What’s coming in 2020? In May, in Toronto, I’m scheduled to participate in a symposium on the work of my good friend Michael Mirolla. I plan to attend Can-Con here in Ottawa in October, where something is planned for authors orphaned by the CZP fiasco. My two CZP books are likely to be part of an ebook bundle of former CZP titles. I’m also expecting to return to both Spain and Italy – because there’s so much happening there for my fiction, but also because I love those two countries for the food, the climate, the architecture, the people, and, of course, the Mediterranean. It’s always such a pleasure to reconnect with my Mediterranean friends. I’ve long felt a deep connection to the area, and it means a lot to me that my life and work are so connected to that region now.

Pulp Libri interview, in English

I was recently interviewed for Pulp Libri in Italy. I thought the interviewer’s questions were especially intelligent and thoughtful. Since my Italian is very rudimentary, the interview was conducted in English, and, with permission, I present it here in English

[Pulp Libri] How would you present your work to the Italian reader? Tell us something about yourself and your literary career.

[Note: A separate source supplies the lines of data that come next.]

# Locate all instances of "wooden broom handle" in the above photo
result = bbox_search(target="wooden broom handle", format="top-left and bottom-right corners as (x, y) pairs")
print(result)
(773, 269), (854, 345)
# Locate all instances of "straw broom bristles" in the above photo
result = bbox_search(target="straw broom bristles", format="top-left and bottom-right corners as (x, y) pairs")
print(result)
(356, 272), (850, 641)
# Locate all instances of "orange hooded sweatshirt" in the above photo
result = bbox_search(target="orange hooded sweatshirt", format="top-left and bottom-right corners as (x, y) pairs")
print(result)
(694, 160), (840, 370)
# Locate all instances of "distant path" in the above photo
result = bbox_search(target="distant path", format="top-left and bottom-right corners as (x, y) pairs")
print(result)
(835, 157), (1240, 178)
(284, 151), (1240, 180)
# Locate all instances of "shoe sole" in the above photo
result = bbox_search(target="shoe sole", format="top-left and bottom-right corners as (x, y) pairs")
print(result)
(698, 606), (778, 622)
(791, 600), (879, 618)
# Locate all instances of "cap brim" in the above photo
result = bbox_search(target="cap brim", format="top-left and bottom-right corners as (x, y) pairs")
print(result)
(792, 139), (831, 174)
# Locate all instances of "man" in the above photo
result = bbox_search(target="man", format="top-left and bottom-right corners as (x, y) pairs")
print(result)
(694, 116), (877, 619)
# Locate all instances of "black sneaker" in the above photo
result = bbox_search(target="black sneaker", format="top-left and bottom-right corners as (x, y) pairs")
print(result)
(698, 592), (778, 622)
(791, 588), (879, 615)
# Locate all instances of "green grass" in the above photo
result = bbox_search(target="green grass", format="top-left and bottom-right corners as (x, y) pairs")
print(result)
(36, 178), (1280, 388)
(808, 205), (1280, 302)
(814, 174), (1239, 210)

[Claude] Even though I’m Canadian, my fiction first appeared in Europe, in the British magazine Interzone in 2002. So, when I first visited Italy (and Europe) in 2006, I’d already been writing and publishing for a few years, but that initial exposure to the Mediterranean supercharged my imagination. I first saw the Mediterranean – the Adriatic, to be precise – when I arrived in Bari. As soon as I got off the train, I could smell the sea. I walked directly to the shore, took off my shoes, and walked into the water. I stood there for a long time, with my feet in the sea, absorbing the sensual reality of the Adriatic. Right there and then, I composed an entire 4000-word story in my head, but I had to wait for the evening, when I boarded the ferry to Greece, to write it all down in my cabin – in one sitting. The story – “The Sea, at Bari” – poured out of me fully formed. Later during the same trip, I visited Venice, and there came to me the first images, scenes, and characters that would eventually grow into my personal favourite among my books, Venera Dreams: A Weird Entertainment – my most Mediterranean and especially Italian book. I’m overjoyed that the book is now available in Italian, as Sognando Venera (Watson edizioni). Italy has been so generous to my imagination, especially in regards to this book, and it means a lot to me to be able to share the fruits of Italy’s impact on me with Italian readers. And still later during that initial European trip, I again composed an entire story in my head: in Nice, watching the sunset over the Mediterranean. Once night fell, I rushed to my hotel room and wrote it all down: “She Watches Him Swim” – a crime story. Ever since, both Italy and the Mediterranean have been constant sources of inspiration. Without the Mediterranean, I would be a very different writer.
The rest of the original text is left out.